Might as well start up a thread on their new product.

From HomeTheater.com:



> The Darbee Fidelio, not yet available, will be a more upscale version of the current Darbee video processor when it ships at a date TBD (the basic Darbee will still be in the line). It is expected to sell for around $2000 and offers not only video enhancement but a touch screen interface, Video EQ, Multiple inputs and modes, and downloadable features.


Youtube video from CEDIA:







I hate to say it but at that price point, it had better include full calibration controls. I can't see paying $1600+ more for just a touch screen. Especially if they will be tossing out 'image fidelity' with this product like they did with the Darblet.


----------



## Tonto (Jun 30, 2007)

What are the chances to get a model to review?

How did you come by the Darbee that you did review?


----------



## lcaillo (May 2, 2006)

We are not likely to be one of their favored reviewers, because unlike most others, we have pointed out both the positive and negative aspect of the processing. We were unable to get a sample for review for the Darblet, so I doubt we will get one of these. In the case of the Darblet review, I purchased the unit, evaluated it myself, and now it is making its way around to our moderators.


----------



## mechman (Feb 8, 2007)

The Fidelio is scheduled to be released later next year. Chances are the unit shown and the unit released may be very different.


----------



## Tonto (Jun 30, 2007)

Wow, that's going beyond the call of duty (buying one of those things). But there again, that's the kind of serivce that makes this the best forum on the net.

Still, as posted earlier, wont 4K do away with the need for such a device?


----------



## dmiller (Aug 7, 2012)

Tonto said:


> Wow, that's going beyond the call of duty (buying one of those things).

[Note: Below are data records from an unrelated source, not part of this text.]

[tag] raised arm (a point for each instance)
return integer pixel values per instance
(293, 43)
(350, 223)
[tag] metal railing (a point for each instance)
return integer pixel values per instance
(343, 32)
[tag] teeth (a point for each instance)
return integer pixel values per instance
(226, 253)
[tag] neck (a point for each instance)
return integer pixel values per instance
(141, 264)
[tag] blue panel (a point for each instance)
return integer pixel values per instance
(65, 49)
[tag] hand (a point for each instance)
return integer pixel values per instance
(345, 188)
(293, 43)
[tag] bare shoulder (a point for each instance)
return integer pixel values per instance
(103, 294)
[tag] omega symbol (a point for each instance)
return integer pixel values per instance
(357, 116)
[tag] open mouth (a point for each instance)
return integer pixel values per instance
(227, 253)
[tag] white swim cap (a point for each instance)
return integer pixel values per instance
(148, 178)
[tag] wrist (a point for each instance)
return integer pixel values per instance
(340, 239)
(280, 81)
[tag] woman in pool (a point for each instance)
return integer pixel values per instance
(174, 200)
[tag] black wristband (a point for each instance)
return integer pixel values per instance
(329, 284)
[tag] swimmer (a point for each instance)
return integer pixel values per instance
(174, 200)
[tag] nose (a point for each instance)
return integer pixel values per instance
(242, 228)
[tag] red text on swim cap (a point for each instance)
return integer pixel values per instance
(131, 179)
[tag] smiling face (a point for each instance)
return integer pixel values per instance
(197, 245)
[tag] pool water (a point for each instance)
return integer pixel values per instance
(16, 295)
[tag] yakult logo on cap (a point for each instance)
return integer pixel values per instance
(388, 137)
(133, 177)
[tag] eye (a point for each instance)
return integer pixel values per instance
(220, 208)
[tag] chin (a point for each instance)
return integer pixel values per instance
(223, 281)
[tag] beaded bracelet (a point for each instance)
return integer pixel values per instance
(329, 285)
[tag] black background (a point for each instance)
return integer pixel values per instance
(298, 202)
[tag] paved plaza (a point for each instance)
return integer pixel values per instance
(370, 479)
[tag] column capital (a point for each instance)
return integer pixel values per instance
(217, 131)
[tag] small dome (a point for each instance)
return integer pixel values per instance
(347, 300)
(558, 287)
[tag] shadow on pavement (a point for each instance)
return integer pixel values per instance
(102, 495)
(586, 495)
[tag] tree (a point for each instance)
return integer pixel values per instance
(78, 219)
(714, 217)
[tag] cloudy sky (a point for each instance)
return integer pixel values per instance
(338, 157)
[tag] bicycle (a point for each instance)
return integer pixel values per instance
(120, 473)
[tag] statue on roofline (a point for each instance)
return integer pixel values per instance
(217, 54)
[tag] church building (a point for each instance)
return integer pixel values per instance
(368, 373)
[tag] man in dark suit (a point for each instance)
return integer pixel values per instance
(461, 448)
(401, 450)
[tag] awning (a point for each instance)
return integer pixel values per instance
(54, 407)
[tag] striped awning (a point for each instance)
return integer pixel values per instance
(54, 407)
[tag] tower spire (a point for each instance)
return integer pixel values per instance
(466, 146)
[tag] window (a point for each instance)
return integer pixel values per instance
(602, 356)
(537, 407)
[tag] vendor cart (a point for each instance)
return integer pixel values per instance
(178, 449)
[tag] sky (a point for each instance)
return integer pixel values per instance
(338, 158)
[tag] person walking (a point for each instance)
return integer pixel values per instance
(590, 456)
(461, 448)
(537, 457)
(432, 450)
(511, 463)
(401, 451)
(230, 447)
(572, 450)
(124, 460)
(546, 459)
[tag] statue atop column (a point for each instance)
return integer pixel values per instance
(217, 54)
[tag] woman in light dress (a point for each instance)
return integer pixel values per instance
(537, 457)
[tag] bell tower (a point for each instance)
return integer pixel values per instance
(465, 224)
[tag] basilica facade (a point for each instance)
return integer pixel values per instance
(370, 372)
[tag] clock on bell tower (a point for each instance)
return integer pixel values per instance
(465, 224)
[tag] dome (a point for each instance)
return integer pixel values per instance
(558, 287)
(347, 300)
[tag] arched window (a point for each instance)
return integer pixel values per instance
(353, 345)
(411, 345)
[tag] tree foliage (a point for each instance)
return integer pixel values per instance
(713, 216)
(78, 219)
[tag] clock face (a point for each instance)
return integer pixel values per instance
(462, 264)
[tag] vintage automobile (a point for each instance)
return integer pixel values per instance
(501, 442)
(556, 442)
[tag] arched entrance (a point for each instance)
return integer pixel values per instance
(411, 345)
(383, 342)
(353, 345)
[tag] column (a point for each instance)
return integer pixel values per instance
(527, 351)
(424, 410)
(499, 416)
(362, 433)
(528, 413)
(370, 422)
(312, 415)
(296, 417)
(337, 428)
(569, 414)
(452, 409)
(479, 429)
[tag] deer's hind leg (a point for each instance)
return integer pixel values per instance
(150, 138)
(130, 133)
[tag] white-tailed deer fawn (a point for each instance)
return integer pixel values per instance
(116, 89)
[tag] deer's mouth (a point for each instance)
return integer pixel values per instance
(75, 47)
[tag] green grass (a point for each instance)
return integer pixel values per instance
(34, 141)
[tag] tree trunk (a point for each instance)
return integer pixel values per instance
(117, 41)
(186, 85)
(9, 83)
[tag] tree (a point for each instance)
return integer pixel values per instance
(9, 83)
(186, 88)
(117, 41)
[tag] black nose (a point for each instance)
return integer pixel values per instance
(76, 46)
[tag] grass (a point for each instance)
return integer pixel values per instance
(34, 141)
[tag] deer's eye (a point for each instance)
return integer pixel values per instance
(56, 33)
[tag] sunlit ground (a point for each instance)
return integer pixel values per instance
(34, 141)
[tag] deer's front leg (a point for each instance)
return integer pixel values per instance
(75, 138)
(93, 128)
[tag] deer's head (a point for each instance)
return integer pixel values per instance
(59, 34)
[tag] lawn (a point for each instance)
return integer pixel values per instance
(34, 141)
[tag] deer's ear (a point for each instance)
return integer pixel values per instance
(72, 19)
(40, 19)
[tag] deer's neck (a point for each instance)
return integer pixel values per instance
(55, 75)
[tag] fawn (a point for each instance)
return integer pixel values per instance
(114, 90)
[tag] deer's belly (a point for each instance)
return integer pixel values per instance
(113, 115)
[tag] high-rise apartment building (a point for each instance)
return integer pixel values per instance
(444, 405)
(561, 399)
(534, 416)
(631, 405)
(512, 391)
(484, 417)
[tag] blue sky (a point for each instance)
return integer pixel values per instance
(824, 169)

But there again, that's the kind of serivce that makes this the best forum on the net.
> 
> Still, as posted earlier, wont 4K do away with the need for such a device?


Those who have seen it on 4K monitors were still impressed with the effect. Resolution is only one part of the equation.


----------



## lcaillo (May 2, 2006)

Tonto said:


> Wow, that's going beyond the call of duty (buying one of those things). But there again, that's the kind of serivce that makes this the best forum on the net.
> 
> Still, as posted earlier, wont 4K do away with the need for such a device?


The Darbee processing does not deal with resolution. It expands dynamic range in middle luminance levels discretely in small segments of the image. The result is more apparent clarity in the affected areas but not really a change in resolution. What it does is not one of the normally measured parameters of image quality so other improvements in displays can continue and not really affect the value of the darbee process. That is if you like it.

I'll get the Darblet back some day, hopefully, and will use it on some things, so buying it was not a big sacrifice. I don't particularly miss it greatly either, so it works out. As I said initially, it is just not of great interest to me, nor to others on the forum in terms of what it does. I find it very interesting as a technology and discovering where it applies best is my goal. Lots of people like it, so it is worthy of understanding at the very least.


----------